You need to create some kind of uniuqe ID to append to the filename, before saving the file.

This can be done with something like:

from uuid import uuid4
def make_unique(string):
    ident = uuid4().__str__()[:8]
    return f"{ident}-{string}"

Which can be used to add 8 random characters to the start of a string:

>>> make_unique('something.txt')
'aa659bb8-something.txt'

To use this in the upload code, just run the filename through that function before you save.

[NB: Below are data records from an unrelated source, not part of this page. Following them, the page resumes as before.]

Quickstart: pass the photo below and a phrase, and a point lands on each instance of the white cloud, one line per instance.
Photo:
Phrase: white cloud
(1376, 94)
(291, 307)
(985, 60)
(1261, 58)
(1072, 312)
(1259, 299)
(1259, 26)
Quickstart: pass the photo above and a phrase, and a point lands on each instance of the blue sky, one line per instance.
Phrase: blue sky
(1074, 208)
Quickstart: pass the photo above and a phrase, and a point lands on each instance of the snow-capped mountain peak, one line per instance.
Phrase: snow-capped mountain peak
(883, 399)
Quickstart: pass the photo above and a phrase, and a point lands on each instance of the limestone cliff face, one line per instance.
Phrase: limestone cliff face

Be sure to put the filename through the secure_filename function first though:

        if file and allowed_file(file.filename):
            original_filename = secure_filename(file.filename)
            unique_filename = make_unique(original_filename)
            file.save(os.path.join(app.config['UPLOAD_FOLDER'], unique_filename))

Although this works for the purpose of avoiding duplicates, in a larger application you may wish to extend this approach.

If you store the values of original_filename and unique_filename in the database, then this allows you to do the following in the download route:

from flask import send_file
# ...
f = os.path.join(app.config['UPLOAD_FOLDER'], unique_filename)
send_file(f, attachment_filename=original_filename)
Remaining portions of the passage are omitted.